Högskolan i Skövde

Background: The continued high recurrence and mortality rate in ovarian cancer is a significant problem and the major obstacle in the treatment of ovarian cancer patients is chemotherapy resistance. Thus, finding predictive markers of chemoresistance and elucidating resistance mechanisms is crucial for individualising treatment and improving survival of ovarian cancer patients. Materials and Methods: Using array comparative genomic hybridisation (CGH), this pilot study analysed the tumour genomes of patients treated with docetaxel/carboplatin as first-line chemotherapy (6 resistant versus 24 sensitive cases).

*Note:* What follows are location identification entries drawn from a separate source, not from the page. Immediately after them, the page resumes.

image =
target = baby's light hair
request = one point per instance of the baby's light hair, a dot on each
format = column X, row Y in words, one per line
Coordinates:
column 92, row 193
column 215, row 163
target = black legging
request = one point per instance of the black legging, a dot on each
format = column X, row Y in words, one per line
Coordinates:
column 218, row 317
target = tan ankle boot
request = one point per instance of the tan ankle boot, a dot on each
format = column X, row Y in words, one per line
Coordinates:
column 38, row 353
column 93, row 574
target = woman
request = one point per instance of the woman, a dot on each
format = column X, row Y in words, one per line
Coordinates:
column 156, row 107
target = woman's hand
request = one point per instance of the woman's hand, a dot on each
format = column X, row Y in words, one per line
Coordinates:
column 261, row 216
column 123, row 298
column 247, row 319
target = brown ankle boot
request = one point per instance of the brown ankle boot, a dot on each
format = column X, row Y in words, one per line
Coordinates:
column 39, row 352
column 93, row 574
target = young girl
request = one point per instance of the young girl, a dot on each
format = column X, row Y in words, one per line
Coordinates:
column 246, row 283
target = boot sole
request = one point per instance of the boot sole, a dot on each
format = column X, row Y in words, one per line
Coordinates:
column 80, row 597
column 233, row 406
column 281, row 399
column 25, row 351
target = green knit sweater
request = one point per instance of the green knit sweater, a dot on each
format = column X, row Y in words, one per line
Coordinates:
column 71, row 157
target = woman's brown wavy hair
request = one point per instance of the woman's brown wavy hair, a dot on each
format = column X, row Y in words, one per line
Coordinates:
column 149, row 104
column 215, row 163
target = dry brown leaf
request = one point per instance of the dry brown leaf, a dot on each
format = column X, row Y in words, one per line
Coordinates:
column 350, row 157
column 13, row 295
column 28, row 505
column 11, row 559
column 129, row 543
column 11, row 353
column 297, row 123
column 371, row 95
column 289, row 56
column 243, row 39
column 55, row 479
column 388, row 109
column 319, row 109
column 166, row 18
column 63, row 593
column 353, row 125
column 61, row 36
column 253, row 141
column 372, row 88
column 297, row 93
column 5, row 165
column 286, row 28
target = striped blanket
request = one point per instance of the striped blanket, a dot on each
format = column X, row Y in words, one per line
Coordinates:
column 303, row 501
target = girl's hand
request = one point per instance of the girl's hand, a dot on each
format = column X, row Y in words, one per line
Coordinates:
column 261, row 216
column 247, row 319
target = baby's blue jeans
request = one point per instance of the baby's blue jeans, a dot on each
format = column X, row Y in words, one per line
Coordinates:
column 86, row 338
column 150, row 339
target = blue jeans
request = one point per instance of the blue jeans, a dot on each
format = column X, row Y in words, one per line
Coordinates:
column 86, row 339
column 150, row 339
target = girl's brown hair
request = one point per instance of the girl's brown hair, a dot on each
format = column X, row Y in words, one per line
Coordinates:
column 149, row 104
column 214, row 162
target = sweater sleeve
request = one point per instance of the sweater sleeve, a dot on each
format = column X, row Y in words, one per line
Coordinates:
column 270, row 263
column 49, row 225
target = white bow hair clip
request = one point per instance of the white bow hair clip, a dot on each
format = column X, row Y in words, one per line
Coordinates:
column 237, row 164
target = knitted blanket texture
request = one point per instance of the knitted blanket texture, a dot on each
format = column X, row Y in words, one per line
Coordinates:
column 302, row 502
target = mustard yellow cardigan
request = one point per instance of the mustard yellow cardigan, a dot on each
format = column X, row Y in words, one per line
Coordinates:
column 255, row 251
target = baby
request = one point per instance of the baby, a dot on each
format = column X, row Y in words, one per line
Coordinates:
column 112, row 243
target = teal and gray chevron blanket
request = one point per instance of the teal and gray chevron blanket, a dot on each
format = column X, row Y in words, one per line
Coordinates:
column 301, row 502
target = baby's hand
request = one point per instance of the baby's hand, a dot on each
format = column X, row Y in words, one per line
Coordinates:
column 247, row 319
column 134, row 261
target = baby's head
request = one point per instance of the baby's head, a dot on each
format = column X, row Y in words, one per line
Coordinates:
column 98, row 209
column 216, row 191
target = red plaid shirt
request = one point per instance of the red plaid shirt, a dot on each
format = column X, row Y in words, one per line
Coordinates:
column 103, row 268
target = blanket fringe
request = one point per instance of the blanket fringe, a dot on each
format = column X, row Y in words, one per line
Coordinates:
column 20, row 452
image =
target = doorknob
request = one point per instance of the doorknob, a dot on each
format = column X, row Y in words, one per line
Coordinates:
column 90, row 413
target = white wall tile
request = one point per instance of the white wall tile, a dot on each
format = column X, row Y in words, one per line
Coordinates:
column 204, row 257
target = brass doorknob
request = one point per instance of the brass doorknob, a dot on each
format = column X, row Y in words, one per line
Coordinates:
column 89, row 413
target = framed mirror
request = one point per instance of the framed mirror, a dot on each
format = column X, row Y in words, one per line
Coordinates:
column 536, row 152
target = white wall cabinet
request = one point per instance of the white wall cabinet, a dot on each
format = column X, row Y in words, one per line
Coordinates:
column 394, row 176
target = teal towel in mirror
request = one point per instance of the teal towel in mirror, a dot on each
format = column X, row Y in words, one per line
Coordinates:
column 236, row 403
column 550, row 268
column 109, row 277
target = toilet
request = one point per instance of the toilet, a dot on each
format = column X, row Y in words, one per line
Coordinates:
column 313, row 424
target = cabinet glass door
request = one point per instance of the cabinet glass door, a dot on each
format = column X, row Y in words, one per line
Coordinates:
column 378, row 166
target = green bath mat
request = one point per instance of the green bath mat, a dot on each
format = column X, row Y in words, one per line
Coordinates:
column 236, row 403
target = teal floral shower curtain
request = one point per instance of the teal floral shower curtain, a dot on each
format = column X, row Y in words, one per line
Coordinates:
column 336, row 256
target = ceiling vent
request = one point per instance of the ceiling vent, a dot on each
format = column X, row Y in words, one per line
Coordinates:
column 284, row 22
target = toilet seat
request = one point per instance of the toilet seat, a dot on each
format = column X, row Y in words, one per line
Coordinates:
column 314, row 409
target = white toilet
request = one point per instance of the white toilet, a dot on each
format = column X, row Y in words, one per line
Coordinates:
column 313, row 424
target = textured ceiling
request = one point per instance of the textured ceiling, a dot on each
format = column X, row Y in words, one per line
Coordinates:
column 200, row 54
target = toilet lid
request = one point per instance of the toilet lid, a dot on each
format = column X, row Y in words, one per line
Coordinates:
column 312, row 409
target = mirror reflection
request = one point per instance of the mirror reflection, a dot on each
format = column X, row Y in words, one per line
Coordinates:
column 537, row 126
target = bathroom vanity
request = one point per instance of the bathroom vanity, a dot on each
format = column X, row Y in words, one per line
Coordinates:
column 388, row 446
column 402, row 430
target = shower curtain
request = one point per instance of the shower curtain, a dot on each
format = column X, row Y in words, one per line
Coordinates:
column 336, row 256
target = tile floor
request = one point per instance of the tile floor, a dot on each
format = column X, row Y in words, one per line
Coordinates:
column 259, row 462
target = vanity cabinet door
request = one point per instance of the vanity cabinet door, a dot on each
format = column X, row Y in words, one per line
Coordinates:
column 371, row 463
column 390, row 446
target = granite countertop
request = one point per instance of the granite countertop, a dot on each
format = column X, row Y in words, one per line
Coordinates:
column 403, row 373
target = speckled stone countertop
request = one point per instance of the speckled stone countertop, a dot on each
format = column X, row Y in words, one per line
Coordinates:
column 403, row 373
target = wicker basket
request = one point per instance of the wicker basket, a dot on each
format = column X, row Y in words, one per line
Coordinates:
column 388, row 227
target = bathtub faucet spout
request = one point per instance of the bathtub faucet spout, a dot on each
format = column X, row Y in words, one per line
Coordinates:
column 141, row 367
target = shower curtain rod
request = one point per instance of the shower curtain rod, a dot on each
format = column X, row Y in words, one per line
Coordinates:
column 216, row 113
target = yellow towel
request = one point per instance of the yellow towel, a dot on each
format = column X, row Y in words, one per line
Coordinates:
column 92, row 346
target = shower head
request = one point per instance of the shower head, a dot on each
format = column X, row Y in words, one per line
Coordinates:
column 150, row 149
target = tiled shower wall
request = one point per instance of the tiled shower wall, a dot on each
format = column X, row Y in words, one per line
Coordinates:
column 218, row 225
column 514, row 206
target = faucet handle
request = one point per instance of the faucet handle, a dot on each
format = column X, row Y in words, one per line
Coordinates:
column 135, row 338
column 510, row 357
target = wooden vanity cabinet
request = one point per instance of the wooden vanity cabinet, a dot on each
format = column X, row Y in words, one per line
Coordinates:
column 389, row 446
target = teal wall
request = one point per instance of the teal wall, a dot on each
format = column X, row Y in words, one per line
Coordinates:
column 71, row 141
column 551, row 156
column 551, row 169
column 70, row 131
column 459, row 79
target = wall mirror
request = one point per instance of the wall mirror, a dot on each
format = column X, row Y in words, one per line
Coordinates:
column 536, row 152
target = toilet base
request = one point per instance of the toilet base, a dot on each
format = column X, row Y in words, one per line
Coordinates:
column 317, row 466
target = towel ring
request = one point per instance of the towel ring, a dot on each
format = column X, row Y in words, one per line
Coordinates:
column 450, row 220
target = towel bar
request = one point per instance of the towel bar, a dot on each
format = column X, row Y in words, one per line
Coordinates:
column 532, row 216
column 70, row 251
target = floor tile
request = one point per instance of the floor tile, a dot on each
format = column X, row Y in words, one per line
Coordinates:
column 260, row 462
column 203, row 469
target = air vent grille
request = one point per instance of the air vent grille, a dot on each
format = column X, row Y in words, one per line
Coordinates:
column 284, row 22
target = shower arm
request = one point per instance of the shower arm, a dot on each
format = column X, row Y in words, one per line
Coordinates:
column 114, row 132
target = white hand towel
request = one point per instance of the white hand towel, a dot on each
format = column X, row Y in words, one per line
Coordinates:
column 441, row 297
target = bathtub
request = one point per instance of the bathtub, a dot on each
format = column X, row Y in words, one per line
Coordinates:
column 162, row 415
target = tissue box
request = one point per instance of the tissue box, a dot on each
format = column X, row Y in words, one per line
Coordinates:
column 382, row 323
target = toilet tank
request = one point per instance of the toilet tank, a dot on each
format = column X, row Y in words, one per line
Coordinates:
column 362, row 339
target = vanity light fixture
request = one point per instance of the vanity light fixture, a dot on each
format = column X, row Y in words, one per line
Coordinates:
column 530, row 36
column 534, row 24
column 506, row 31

This is the first array CGH study of  such  material.  Results:  The  study  identified  genetic alterations specific to chemoresistant (gains in 9p13.2-13.1, 9q21.2-21.32,  9q21.33,  9q22.2-22.31,  9q22.32-22.33  and 9q33.1-34.11) and chemosensitive (losses in 8p23.3-23.1 and 8p22) disease. Additionally, when comparing the results to previously analysed tumour material from patients treated with paclitaxel/carboplatin, the two datasets identified different genetic  alteration  profiles.  Conclusion:  Specific  genetic alterations were identified and associated with chemotherapy response in ovarian cancer. It will be interesting to investigate these exciting data further in larger independent series of ovarian   tumours,   and   hopefully   will   contribute   to   the establishment of predictive markers.